Use an iPhone to Burn Less Gas
High gas prices are a strong incentive to use less gas -- and iPhones and other smartphones can help you save money by doing exactly that. For starters, if you're looking to replace car trips, your phone can help you figure out the best way to get from point A to point B by using transit, ride-sharing, or a bicycle.
But even if you have to drive, your phone can help you drive smarter. A free iPhone app called The Green Gas Saver, for instance, not only helps you monitor your fuel efficiency but also uses your iPhone's accelerometer to warn you if you are prone to jackrabbit starts, turning too hard, and other gas-guzzling behaviors. In other words, it increases the fuel-efficiency of the driver as well as the car.
See our Green Life blog this week for more eco-friendly mobile app suggestions.
What's Really Endangered?
The U.S. Senate declared last Friday to be Endangered Species Day, which doesn't quite make up for passing a budget that strips most Rocky Mountain gray wolves of their endangered status. Still, as Sierra Club Executive Director Michael Brune writes in his blog, we can be thankful that during the past four decades the Endangered Species Act has kept bald eagles soaring in our skies and gray whales swimming in our waters, to name just a few success stories.
But as hundreds of threatened species face ever greater challenges because of a changing climate and habitats, will the Endangered Species Act be able to keep up? That's up to us.
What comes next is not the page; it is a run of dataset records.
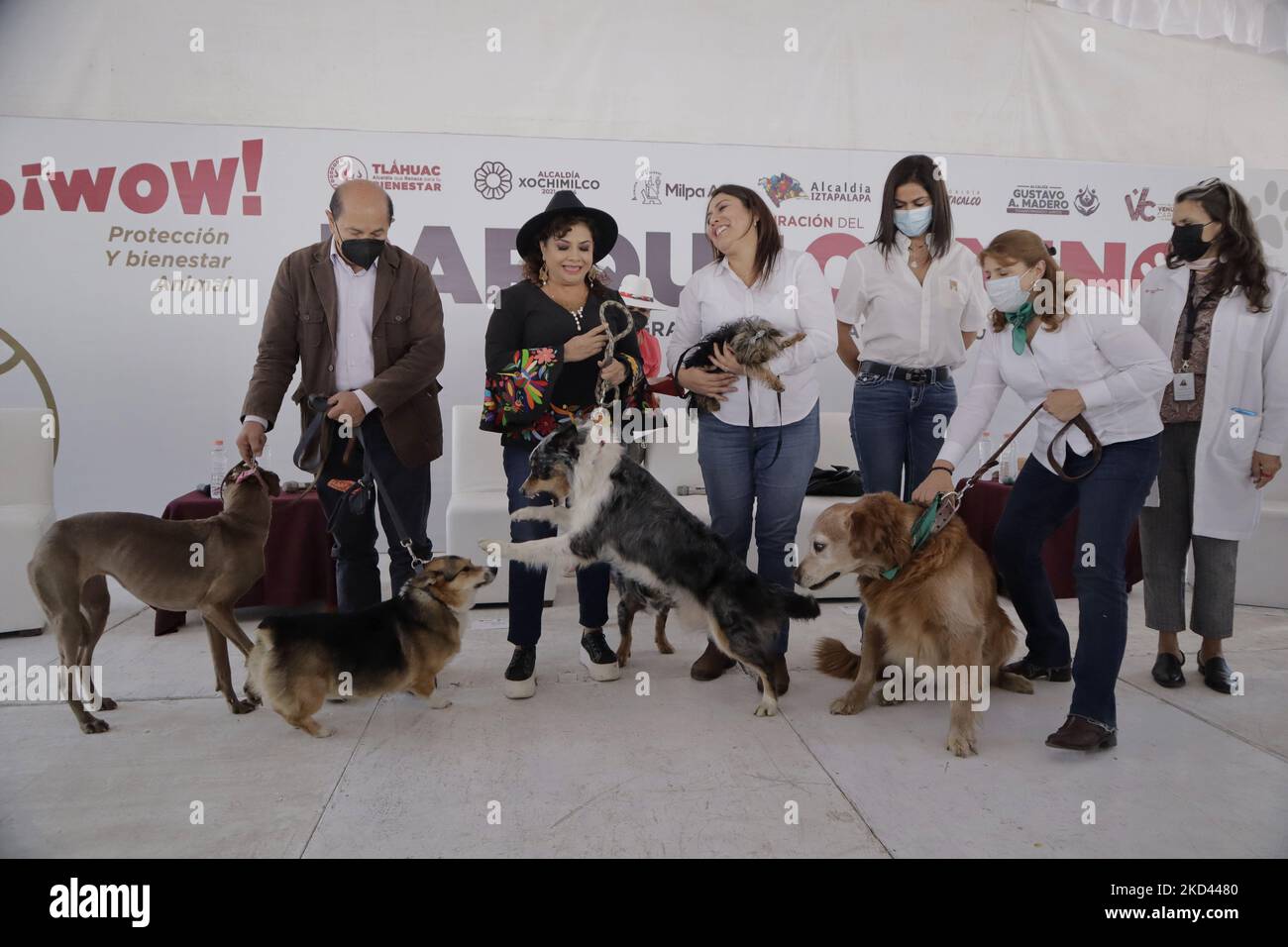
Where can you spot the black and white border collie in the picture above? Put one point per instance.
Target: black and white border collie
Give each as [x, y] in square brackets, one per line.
[621, 515]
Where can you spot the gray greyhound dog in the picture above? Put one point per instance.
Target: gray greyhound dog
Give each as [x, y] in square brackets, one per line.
[174, 565]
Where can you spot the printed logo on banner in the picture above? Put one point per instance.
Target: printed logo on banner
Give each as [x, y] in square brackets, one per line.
[549, 182]
[346, 167]
[652, 189]
[1038, 198]
[407, 175]
[1140, 208]
[850, 191]
[1086, 201]
[648, 189]
[781, 187]
[492, 180]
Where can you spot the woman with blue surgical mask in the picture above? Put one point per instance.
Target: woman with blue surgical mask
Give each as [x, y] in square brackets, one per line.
[910, 305]
[1070, 361]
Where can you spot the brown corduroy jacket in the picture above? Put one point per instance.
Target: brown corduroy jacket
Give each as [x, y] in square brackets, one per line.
[406, 341]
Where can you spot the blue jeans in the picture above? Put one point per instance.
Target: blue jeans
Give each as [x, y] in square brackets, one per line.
[353, 538]
[1108, 502]
[528, 582]
[898, 428]
[738, 470]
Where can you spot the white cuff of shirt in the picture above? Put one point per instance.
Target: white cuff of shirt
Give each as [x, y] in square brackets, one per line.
[952, 453]
[1096, 394]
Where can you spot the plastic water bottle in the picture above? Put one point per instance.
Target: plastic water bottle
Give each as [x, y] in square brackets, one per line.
[986, 451]
[218, 470]
[1006, 463]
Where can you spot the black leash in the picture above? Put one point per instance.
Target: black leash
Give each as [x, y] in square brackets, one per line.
[362, 492]
[944, 506]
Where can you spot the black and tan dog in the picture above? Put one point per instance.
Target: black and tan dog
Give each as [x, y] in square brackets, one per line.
[155, 561]
[940, 609]
[623, 517]
[752, 342]
[399, 644]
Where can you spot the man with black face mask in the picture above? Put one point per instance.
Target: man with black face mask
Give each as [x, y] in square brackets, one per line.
[365, 322]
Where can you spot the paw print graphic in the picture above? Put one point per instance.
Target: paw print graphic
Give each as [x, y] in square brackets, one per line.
[1149, 260]
[1271, 217]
Speak Out for Mercury Safeguards
Did you see EPA administrator Lisa P. Jackson on The Daily Show last week talking about long-overdue mercury standards for power plants and how many lives they will save? We'd all like to sit across from Jon Stewart and make that point, but the rest of us will just have to pipe up as the EPA holds three public hearings -- two today (in Chicago and Philadelphia) and one on Thursday (in Atlanta).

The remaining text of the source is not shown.